Hijrah, secara etimologis, berarti meninggalkan suatu perbuatan, menjauhkan diri dari pergaulan, atau berpindah dari satu tempat ke tempat lain. Secara terminologis dalam syari’at agama, hijrah terdiri dari empat jenis.
Pertama, hijrah yang dimaksud adalah meninggalkan semua kegiatan yang dilarang oleh Allah dan Rasul-Nya. Ini mencakup menghindari perbuatan yang bertentangan dengan ajaran Islam. Dalam hadis Nabi Muhammad (SAW) disebutkan, “Dan orang yang berhijrah adalah orang yang meninggalkan segala apa yang dilarang oleh Allah” (HR. Bukhari, No: 9). Dengan demikian, setiap individu yang menjauhi larangan Allah telah melakukan hijrah dalam pengertian ini.
Kedua, hijrah atau mengasingkan diri dari perbuatan orang-orang musyrik dan kafir yang menyakiti umat Islam sangat penting. Tekanan dan permusuhan dari mereka seringkali menghalangi umat Islam untuk melaksanakan ajaran agama. Dalam keadaan seperti ini, diwajibkan bagi setiap Muslim untuk berhijrah meninggalkan kaum yang dzalim, kecuali jika mereka tidak memiliki kemampuan untuk melakukannya.
Ketiga, berhijrah dari daerah yang diliputi kezaliman dan kemaksiatan menuju tempat yang lebih baik diharapkan dapat meningkatkan keimanan dan ketakwaan kepada Allah. Di tempat baru ini, umat Islam diharapkan dapat bergaul dengan orang-orang saleh dan berusaha menegakkan ajaran Islam.
Keempat, hijrah secara mental, yaitu menghindar dari perbuatan tercela meskipun banyak orang di sekitarnya melakukannya. Dalam masyarakat seperti ini, tugas umat Islam adalah berjuang menegakkan nilai-nilai kebenaran Islam sesuai kemampuan masing-masing.

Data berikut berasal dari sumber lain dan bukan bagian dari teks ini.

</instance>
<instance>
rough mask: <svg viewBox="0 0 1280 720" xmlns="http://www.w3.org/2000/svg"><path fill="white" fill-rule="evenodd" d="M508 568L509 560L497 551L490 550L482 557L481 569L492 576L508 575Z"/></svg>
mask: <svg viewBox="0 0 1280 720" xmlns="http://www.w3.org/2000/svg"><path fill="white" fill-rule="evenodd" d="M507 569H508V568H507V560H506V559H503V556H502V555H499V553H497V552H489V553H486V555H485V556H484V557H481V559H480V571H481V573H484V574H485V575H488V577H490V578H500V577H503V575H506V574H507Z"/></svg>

Hijrah Nabi Muhammad (SAW) terjadi pada tahun 622 M dari Makkah ke Madinah, sebagai respons terhadap penindasan luar biasa dari kaum musyrik Quraisy. Sejak awal dakwah Islamiyah, permusuhan Quraisy terhadap Nabi (SAW) tidak pernah surut. Mereka menggunakan berbagai cara untuk menghalangi dakwah Islam, baik dengan bujukan halus maupun tindakan kekerasan.
Bujukan halus datang dari tokoh-tokoh Quraisy yang mendatangi Abu Thalib, pamannya, dengan tawaran agar Nabi (SAW) menghentikan dakwahnya dengan imbalan harta dan kekuasaan. Namun, Nabi (SAW) dengan tegas menolak, mengatakan bahwa ia tidak akan meninggalkan dakwahnya meskipun mereka memberikan segala sesuatu yang diinginkannya.

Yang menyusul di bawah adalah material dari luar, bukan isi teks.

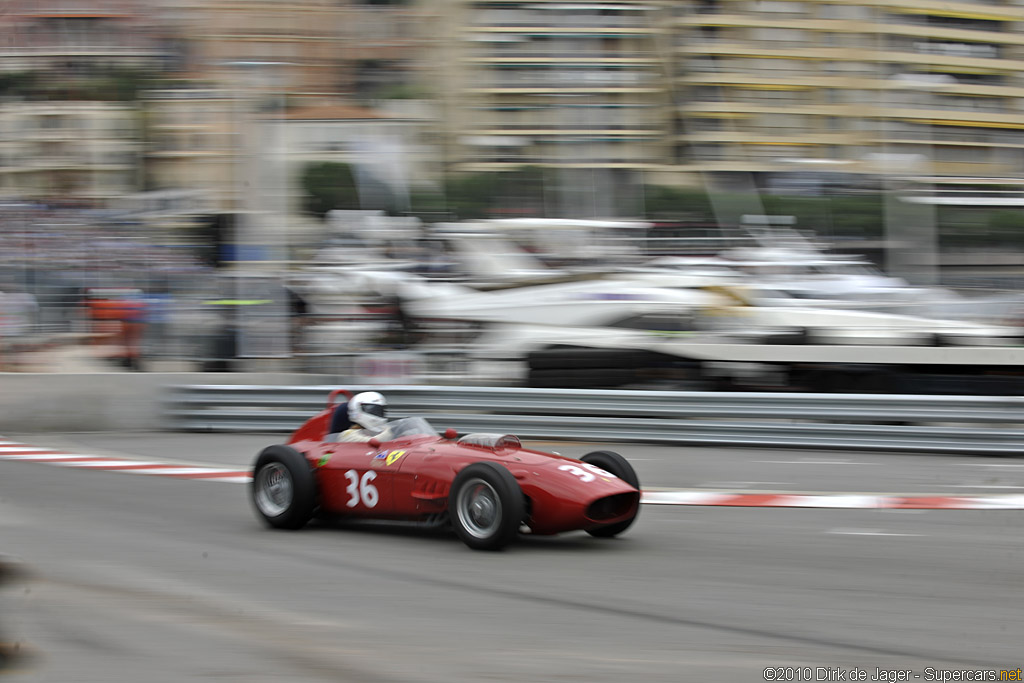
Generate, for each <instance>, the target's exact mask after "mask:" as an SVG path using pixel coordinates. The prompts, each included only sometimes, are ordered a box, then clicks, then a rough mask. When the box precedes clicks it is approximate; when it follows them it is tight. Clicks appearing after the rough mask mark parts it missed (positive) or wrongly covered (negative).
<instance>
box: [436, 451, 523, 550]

Ketika usaha-usaha itu gagal, kaum Quraisy mengadakan musyawarah di Dar al-Nadwa dan mengajukan berbagai usulan untuk menghentikan Nabi (SAW), termasuk usulan untuk membunuhnya. Mereka akhirnya menyepakati rencana untuk membunuh Nabi (SAW) dengan melibatkan perwakilan dari setiap suku Arab.

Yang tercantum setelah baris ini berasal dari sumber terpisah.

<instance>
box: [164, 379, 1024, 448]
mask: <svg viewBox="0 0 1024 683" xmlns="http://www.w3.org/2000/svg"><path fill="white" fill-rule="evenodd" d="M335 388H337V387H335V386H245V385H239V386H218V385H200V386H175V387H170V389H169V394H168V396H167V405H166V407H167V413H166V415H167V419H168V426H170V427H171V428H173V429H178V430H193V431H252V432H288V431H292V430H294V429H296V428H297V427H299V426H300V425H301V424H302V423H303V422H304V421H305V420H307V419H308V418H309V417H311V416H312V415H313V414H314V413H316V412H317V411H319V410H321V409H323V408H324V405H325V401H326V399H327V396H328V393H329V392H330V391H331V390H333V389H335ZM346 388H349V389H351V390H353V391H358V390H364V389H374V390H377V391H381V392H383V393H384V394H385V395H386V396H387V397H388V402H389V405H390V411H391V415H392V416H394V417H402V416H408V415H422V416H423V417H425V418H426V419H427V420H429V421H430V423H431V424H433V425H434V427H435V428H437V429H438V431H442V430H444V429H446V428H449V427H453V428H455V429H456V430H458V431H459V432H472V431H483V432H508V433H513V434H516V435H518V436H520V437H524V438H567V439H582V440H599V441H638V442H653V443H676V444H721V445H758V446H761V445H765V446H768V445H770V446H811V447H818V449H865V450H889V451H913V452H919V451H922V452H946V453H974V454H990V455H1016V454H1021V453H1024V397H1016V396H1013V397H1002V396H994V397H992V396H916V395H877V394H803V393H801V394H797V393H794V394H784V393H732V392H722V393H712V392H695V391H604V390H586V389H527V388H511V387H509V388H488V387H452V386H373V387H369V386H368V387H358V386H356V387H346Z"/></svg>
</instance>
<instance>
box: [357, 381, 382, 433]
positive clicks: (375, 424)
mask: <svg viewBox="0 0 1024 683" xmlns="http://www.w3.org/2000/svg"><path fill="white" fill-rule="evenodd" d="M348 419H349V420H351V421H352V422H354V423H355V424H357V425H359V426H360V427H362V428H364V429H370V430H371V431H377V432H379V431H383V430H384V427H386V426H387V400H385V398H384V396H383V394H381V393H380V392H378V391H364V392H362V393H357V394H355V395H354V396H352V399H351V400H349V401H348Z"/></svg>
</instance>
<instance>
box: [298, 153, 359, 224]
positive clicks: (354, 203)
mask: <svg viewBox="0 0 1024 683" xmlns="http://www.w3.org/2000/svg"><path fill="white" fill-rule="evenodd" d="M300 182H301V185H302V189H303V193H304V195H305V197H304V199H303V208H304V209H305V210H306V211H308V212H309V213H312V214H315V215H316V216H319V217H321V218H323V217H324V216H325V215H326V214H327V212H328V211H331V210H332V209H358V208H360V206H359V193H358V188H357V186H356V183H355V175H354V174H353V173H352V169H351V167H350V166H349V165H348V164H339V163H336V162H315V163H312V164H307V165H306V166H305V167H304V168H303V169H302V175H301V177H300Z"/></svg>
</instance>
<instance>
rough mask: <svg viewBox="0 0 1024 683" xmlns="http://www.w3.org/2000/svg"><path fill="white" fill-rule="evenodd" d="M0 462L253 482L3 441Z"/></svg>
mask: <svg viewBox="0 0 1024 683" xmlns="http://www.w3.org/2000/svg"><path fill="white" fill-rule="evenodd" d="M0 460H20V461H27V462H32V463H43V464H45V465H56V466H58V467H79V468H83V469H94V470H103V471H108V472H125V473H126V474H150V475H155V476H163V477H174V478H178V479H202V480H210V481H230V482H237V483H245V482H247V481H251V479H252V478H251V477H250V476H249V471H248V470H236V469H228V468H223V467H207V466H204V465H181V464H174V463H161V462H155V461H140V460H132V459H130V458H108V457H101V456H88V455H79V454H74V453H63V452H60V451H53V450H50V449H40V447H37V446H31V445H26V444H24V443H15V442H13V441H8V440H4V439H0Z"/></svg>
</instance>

Di tengah situasi yang semakin mencekam, Nabi (SAW) menyuruh para sahabatnya untuk berhijrah ke Madinah. Para sahabat pergi secara sembunyi-sembunyi, meninggalkan rumah dan tanah kelahiran mereka demi menegakkan agama Allah.
Nabi (SAW) sendiri belum berhijrah karena menunggu perintah Allah. Ketika ancaman terhadap dirinya semakin nyata, Allah memerintahkan Nabi (SAW) untuk segera berhijrah. Malam itu, setelah mempersiapkan segalanya, Nabi (SAW) memanggil Ali bin Abi Thalib untuk mencatat barang-barang yang dititipkan oleh warga Makkah. Ali kemudian tidur di tempat tidur Nabi (SAW) sebagai bentuk pengorbanan demi melindungi beliau.
Pada malam tanggal 2 Rabi’ul Awwal tahun ketiga belas dari kenabian, bertepatan dengan 20 Juli 622 M, Nabi (SAW) keluar dari rumahnya dan melemparkan segenggam pasir ke arah orang-orang Quraisy yang menunggu di luar. Dengan izin Allah, mereka tertidur sejenak dan tidak menyadari kepergian beliau.
Setelah keluar rumah, Nabi (SAW) bertemu dengan Abu Bakar as-Siddiq yang telah menyiapkan dua ekor unta untuk perjalanan hijrah. Mereka berdua akhirnya menuju Gua Tsur untuk bersembunyi selama tiga hari sebelum melanjutkan perjalanan ke Madinah. Perjalanan ini sangat berat dan penuh tantangan, namun dengan ketabahan dan tawakkal kepada Allah, Nabi (SAW) dan Abu Bakar melanjutkan perjalanan menuju kota yang baru.
Hijrah Nabi Muhammad (SAW) bukan hanya sekadar perpindahan fisik, tetapi juga merupakan langkah penting dalam penyebaran ajaran Islam dan penegakan nilai-nilai keadilan serta kebenaran di tengah penindasan.